NILES, Ohio (WYTV) – Ohio Auditor Dave Yost has overseen the finances of Niles City government, the school district, or both for the past 13 years. On Wednesday afternoon, he appeared before the city and schools to update them on their current financial situation.
Yost addressed the commission he created to oversee the city’s fiscal emergency. The city is not released from fiscal emergency yet, but Yost challenged the commission to bring him back the first of next year with its own certificate of fiscal integrity.
“The state doesn’t want to supervise Niles but we do want to help you get back on your feet,” he said.
Yost said Niles spends $711 per resident, and that Ashtabula operates on less and is not in fiscal emergency.
“What these numbers show is that you can get there. You can run a town this size on the money you have.”

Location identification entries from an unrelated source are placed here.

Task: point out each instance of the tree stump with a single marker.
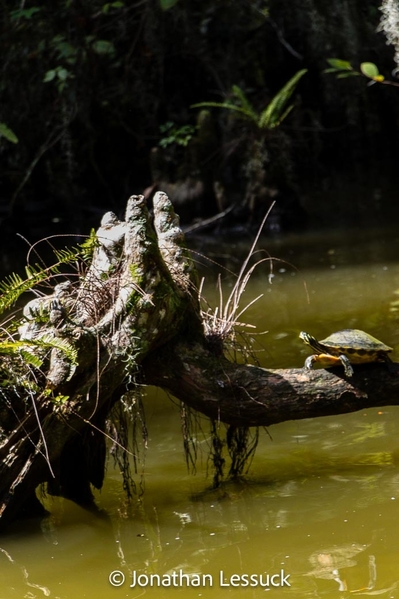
(135, 314)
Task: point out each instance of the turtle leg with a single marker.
(321, 361)
(346, 364)
(329, 361)
(309, 362)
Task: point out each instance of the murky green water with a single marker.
(319, 509)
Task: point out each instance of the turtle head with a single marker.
(309, 340)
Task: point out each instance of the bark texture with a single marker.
(135, 317)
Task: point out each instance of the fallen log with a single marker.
(134, 318)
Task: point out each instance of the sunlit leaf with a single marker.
(167, 4)
(103, 47)
(8, 133)
(62, 74)
(26, 13)
(50, 75)
(369, 69)
(277, 109)
(340, 65)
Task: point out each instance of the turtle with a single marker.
(349, 346)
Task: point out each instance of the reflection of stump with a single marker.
(135, 312)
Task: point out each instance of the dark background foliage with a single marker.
(89, 88)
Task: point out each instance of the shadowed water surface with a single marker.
(319, 507)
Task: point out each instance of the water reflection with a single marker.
(320, 502)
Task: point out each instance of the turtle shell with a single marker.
(355, 343)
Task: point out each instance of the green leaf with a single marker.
(167, 4)
(369, 69)
(277, 109)
(62, 74)
(103, 47)
(8, 133)
(227, 105)
(50, 75)
(340, 65)
(346, 75)
(244, 103)
(26, 13)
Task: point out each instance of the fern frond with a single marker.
(49, 342)
(245, 103)
(13, 286)
(227, 105)
(46, 342)
(276, 111)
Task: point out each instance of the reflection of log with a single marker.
(136, 314)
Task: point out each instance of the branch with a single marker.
(243, 395)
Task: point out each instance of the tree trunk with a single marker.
(135, 317)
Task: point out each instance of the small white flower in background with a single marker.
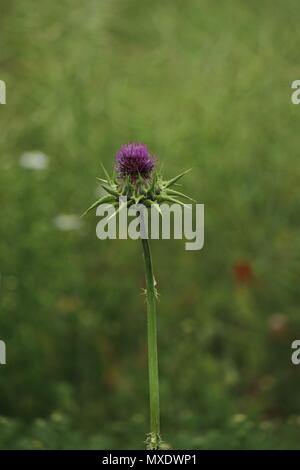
(67, 222)
(34, 161)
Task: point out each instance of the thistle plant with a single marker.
(137, 180)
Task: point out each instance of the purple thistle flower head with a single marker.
(134, 159)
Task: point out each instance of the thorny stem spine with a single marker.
(154, 437)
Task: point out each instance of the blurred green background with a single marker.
(206, 85)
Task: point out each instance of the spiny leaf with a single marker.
(176, 178)
(154, 204)
(165, 198)
(121, 206)
(102, 200)
(108, 188)
(106, 174)
(101, 180)
(173, 192)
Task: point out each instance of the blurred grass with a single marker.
(205, 85)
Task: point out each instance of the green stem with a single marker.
(153, 441)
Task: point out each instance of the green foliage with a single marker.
(206, 85)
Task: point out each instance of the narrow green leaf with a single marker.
(173, 192)
(101, 180)
(108, 188)
(102, 200)
(165, 198)
(176, 178)
(153, 203)
(121, 206)
(106, 174)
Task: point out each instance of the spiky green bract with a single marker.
(151, 191)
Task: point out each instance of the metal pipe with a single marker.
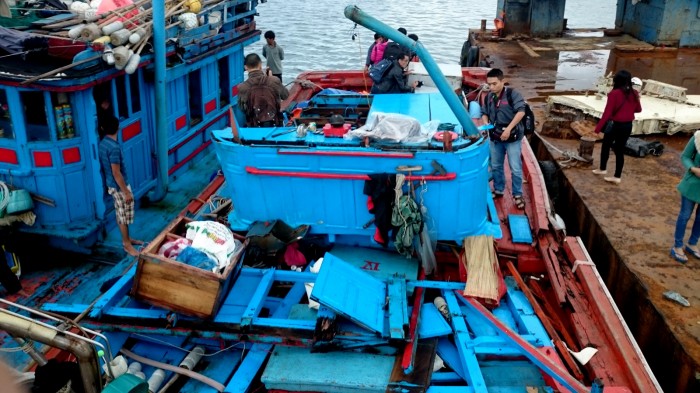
(28, 348)
(87, 358)
(358, 16)
(161, 101)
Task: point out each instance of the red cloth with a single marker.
(623, 106)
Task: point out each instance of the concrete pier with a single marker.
(628, 228)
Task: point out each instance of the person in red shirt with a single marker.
(623, 103)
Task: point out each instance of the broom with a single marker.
(481, 263)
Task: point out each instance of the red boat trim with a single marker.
(409, 352)
(189, 157)
(344, 153)
(42, 159)
(200, 200)
(8, 156)
(600, 300)
(337, 176)
(531, 352)
(201, 129)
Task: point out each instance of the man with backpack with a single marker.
(260, 95)
(504, 108)
(389, 77)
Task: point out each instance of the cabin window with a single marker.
(122, 97)
(5, 120)
(194, 81)
(36, 119)
(64, 116)
(134, 93)
(224, 82)
(128, 95)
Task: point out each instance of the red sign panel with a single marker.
(210, 106)
(8, 156)
(71, 155)
(180, 122)
(131, 130)
(42, 159)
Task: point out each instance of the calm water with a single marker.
(316, 35)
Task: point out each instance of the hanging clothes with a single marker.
(380, 202)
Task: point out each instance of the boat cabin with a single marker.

Turning over tax collections to the Regional Income Tax Agency (RITA) was the number one priority of the commission at one point in time. At Wednesday’s meeting, Mayor Tom Scarnecchia nixed the idea.
“I have come to the conclusion to allow our tax department another chance with the stipulation of one year,” he said.
Should the tax department fail in any way, the city will use RITA.
Tim Lintner of the auditor’s office said as of May 31, the city showed a year-end budget surplus of $252,000. An expected budget adjustment, along with a new heating and air conditioning system for city hall, could wipe that out.
“If something else breaks, there’s not a lot of money left to fix anything capital-related at this point. That was one of the ways the city balanced their budget was stripping out most of their capital expenditures,” Lintner said.
For Niles to be released from fiscal emergency, it would have to document financial stability out five years, which could take some time.
Before addressing the city, Yost delivered good news to Niles City Schools, saying the district had been released from fiscal watch. The watch was issued in 2003 when the schools were $2.9 million in debt.
Now the schools have a positive projected fund balance out five years. Yost said he applauds them for their success.